O candidato a deputado federal Cândido Vaccarezza (Avante-SP) pediu ao juiz federal Sérgio Moro mais prazo para apresentar as garantias da fiança de R$ 1,5 milhão. O ex-líder do governo Lula e Dilma na Câmara tinha até esta segunda-feira para apresentar a documentação pedida pelo Ministério Público Federal. Vaccarezza foi preso em 2017 durante a 44ª fase da operação Lava Jato, mas foi solto dias depois para fazer um tratamento de saúde.

À época, a Justiça Federal impôs a ele o pagamento de fiança, no entanto, até hoje o valor não foi depositado. Desde o início de agosto deste ano, o juiz Sérgio Moro cobra o pagamento do valor de Vaccarezza. No dia 10 de setembro, o magistrado autorizou que o ex-deputado apresentasse uma carta de fiança, um documento por meio do qual o banco age como fiador e garante o cumprimento da obrigação dos clientes.

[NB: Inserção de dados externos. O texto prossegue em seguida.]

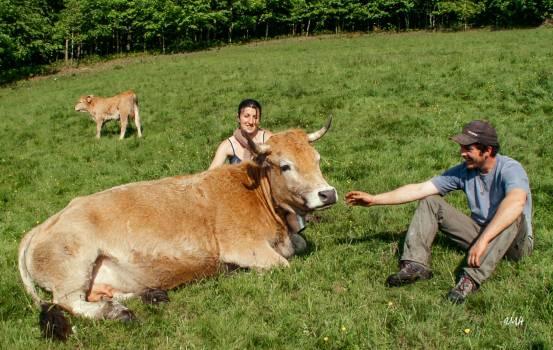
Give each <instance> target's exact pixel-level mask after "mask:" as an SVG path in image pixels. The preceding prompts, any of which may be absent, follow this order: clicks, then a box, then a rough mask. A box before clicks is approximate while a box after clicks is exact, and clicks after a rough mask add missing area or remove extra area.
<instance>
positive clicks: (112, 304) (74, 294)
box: [54, 292, 135, 322]
mask: <svg viewBox="0 0 553 350" xmlns="http://www.w3.org/2000/svg"><path fill="white" fill-rule="evenodd" d="M54 302H55V303H56V304H58V305H60V306H61V307H62V308H64V309H66V310H69V311H70V312H71V313H73V314H75V315H79V316H83V317H87V318H91V319H96V320H99V319H110V320H121V321H124V322H126V321H131V320H133V319H134V318H135V316H134V314H133V312H132V311H131V310H129V309H128V308H126V307H125V306H123V305H122V304H120V303H118V302H117V301H107V300H100V301H95V302H89V301H86V300H85V297H84V294H83V293H82V292H73V293H69V294H65V295H62V296H60V295H59V293H55V294H54Z"/></svg>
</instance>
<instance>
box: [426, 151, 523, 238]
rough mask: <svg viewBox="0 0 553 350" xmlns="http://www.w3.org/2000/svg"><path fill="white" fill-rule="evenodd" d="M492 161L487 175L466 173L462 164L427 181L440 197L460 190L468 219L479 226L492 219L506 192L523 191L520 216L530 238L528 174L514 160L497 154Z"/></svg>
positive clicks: (521, 166)
mask: <svg viewBox="0 0 553 350" xmlns="http://www.w3.org/2000/svg"><path fill="white" fill-rule="evenodd" d="M496 159H497V162H496V163H495V167H494V168H493V169H492V170H491V171H490V172H489V173H487V174H481V173H480V170H479V169H473V170H469V169H467V166H466V164H465V163H464V162H463V163H461V164H459V165H456V166H454V167H453V168H450V169H449V170H447V171H446V172H444V173H443V174H442V175H439V176H436V177H433V178H432V179H431V180H430V181H432V183H433V184H434V186H436V188H437V189H438V191H439V192H440V194H441V195H442V196H443V195H445V194H447V193H448V192H451V191H453V190H463V191H464V192H465V194H466V196H467V201H468V205H469V208H470V211H471V217H472V219H473V220H474V221H476V222H477V223H478V224H480V225H487V224H488V223H489V222H490V221H491V220H492V218H493V217H494V215H495V213H496V211H497V208H499V204H500V203H501V201H502V200H503V198H505V196H506V195H507V193H509V191H510V190H512V189H513V188H520V189H523V190H524V191H526V193H527V194H528V197H527V198H526V204H525V205H524V210H523V215H524V218H525V220H526V225H527V232H528V237H530V238H532V194H531V193H530V184H529V182H528V175H526V172H525V171H524V169H523V168H522V165H520V163H519V162H517V161H516V160H514V159H511V158H509V157H506V156H502V155H499V154H498V155H497V156H496Z"/></svg>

Em petição, a defesa do candidato a deputado federal esclarece que a emissão da carta de fiança está condicionada ao despacho do juiz aceitando a garantia, conforme exigido pela instituição financeira. Os defensores ainda dizem que “não se trata de impor condições ao juízo, mas sim de atender a questões formais estabelecidas pelo banco”.

De acordo com a defesa, “Seria necessário que o magistrado acolhesse, expressamente, a proposta de prestação de fiança por meio da carta de garantia para, em seguida, o requerente obter a carta junto à instituição, no prazo de 5 dias úteis”.

No mesmo documento, a defesa requereu que, alternativamente à carta de fiança, o juiz conceda um prazo de 30 dias para juntada da documentação relativa a imóveis dados em garantia. Vaccarezza é acusado de envolvimento em fraude para aquisição de asfalto pela Petrobras enquanto era líder do Partido dos Trabalhadores na Câmara.

Entre 2010 e 2013, foram cinco contratos, estimados em cerca de 74 milhões de dólares. Segundo a denúncia, o esquema proporcionou valores de US$ 2 milhões de dólares em propinas. Teriam sido beneficiados, além do ex-deputado do PT, o então diretor de Abastecimento da Petrobras, Paulo Roberto Costa, dois gerentes da estatal, operadores financeiros e lobistas.